Final answer:
To calculate the probability that a sample mean falls within a specific range for a normally distributed sample mean with known sample size, population mean, and standard deviation, we first determine the standard error and use it to calculate z-scores for the desired range. Then, using the standard normal distribution, we find the probabilities for these z-scores to determine the probability that the sample mean lies within the range.
Step-by-step explanation:
The specific question "If the sampling distribution of the sample mean is normally distributed with n = 12, what is the probability that the sample mean falls between 51 and 53?" involves concepts from statistics such as sampling distribution, normal distribution, and probability. However, to answer this question, we need additional information such as the mean (μ) and standard deviation (σ) of the population from which the samples are drawn. Since none was provided for this specific example, I will illustrate using related information provided from another example.

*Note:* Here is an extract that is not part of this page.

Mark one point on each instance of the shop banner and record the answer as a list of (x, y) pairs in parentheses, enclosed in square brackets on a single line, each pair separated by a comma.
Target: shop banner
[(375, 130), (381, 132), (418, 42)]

In a similar example, let's consider a population with a mean of 45 and a standard deviation of eight. When samples of size n = 30 are drawn and we wish to find the probability that the sample mean is between 42 and 50, we first calculate the standard error of the mean by dividing the population standard deviation by the square root of the sample size. This gives us the standard deviation of the sampling distribution. We then use the standard normal distribution (z-distribution) since the sample size is sufficiently large to apply the Central Limit Theorem, which allows us to approximate the sampling distribution as normally distributed regardless of the population's distribution.
The z-scores for the sample means can be calculated, and then we use a standard normal distribution table or z-score calculator to find the probabilities corresponding to these z-scores. The probability that the sample mean falls within the desired range is found by subtracting the probability associated with the lower z-score from the probability associated with the higher z-score.